Sale-Leasebacks: A Smart Real Estate Strategy in Tough Times
By selling and leasing back real estate, companies can boost liquidity, reduce debt, and create a better environment for doing business.
The Lease Statement
Deal structure matters in these transactions, and can create value. For the optimal outcome, the lease should span at least 10 years, as longer-term leases create more value. The lease rate should be below market value, as the buyer will discount a value higher than that, while a below-market value will be lost. Above-market values can hinder the buyer's ability to finance the transaction.
The lease should include rent increases of approximately 2 percent to 3 percent annually. Increases can be on a yearly basis or in five-year increments. Flat leases over the term negatively affect valuation. Structure the lease as triple net, with the tenant responsible for all expenses, particularly taxes, insurance, and operating expenses. To further increase value, the seller should consider assuming all capital expenses - roof and structure, for instance - especially for longer leases.
When an organization decides to sell a property, it should use an experienced corporate services and investment real estate broker to help develop and implement the disposition strategy. If that strategy has been well structured and the asking price is at market, the time to close the sale could be as fast as 90 days. An even shorter timeframe is possible if the seller is responsive to the buyer's needs.
Pros and Cons
Sale-leaseback transactions offer significant advantages to the seller's organization:
• Non-liquid assets become liquid cash.
• Cash replaces capital assets on the balance sheet.
• Any debt associated with the real estate is removed from the balance sheet.
• Debt-to-equity ratios improve.
• Lease payments are deductible as expenses.
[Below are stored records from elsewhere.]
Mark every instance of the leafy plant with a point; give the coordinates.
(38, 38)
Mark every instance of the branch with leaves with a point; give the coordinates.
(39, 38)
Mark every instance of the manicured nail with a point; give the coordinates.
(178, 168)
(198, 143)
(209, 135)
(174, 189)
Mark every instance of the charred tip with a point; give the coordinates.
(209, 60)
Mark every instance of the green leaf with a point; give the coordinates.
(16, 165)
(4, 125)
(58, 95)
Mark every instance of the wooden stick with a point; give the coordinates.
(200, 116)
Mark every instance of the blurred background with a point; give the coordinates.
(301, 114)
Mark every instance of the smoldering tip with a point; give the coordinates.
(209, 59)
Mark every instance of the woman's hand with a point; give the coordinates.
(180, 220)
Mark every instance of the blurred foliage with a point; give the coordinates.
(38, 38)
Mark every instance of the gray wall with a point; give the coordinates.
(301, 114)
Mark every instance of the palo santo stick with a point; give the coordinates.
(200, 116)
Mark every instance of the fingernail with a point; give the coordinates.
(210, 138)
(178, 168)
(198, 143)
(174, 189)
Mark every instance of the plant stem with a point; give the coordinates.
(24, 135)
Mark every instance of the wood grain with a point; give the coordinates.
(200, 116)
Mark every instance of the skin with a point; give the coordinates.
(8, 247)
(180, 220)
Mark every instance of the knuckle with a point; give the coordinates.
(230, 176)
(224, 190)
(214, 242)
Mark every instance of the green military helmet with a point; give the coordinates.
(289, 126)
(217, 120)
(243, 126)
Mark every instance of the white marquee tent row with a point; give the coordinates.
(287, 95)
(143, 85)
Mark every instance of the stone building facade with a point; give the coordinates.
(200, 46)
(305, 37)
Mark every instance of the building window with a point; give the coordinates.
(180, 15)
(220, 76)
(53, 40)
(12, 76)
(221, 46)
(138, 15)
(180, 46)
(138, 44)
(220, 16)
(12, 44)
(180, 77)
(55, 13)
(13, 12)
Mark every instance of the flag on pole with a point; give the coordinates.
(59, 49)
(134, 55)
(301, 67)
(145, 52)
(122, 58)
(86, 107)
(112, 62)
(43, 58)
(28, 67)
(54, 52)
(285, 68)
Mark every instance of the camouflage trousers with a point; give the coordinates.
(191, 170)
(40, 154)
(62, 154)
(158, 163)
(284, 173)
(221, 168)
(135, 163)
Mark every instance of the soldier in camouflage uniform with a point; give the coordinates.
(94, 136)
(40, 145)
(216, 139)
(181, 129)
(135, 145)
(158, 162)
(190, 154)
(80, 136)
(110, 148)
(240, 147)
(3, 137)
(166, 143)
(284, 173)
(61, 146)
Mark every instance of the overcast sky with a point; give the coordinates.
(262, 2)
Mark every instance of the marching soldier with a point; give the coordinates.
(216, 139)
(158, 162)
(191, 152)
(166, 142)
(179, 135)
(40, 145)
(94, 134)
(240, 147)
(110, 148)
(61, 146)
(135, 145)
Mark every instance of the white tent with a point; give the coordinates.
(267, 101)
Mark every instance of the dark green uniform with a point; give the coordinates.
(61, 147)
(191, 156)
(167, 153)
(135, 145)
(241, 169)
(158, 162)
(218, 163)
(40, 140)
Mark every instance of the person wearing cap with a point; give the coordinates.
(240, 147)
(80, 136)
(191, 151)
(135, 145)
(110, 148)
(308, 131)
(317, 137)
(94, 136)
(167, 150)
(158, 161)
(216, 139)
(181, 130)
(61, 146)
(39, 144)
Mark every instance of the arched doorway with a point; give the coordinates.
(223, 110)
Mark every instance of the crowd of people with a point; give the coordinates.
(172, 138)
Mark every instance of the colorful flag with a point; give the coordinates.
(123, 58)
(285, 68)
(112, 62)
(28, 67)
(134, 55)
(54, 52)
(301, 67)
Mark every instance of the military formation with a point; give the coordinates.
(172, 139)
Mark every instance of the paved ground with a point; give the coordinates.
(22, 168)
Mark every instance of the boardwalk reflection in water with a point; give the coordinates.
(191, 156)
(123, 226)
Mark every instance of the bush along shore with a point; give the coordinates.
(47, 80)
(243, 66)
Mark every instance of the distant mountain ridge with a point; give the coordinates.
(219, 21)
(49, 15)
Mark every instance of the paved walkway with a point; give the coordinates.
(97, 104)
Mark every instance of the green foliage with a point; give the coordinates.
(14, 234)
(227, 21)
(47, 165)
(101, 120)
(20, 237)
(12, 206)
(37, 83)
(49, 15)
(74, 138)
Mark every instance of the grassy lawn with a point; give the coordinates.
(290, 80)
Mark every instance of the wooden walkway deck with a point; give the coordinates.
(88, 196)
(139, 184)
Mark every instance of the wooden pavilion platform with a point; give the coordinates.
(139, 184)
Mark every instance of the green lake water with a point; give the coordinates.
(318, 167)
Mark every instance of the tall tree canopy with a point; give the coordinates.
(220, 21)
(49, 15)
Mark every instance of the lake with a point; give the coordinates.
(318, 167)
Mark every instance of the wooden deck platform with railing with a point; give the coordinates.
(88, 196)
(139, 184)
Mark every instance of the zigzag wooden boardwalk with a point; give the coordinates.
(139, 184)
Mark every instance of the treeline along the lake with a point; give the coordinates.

But there are drawbacks. Generally accepted accounting principles require gains from a sale-leaseback transaction to be deferred from profit and amortized over the period of leaseback. Losses from these transactions must be recognized immediately. Proposed new accounting standards will require lessees to recognize future rent payments as liabilities. And there may be tax liabilities that reduce the sale's net proceeds.
Other negative effects could include the seller's loss of flexibility in the future use of the real estate sold and leased back. As a tenant, they commit to a site at the lease's cost and terms. The company may have to move when the lease expires, unless the lease addresses renewal options. The seller will face penalties if vacating early. And the building's future appreciation accrues to the buyer.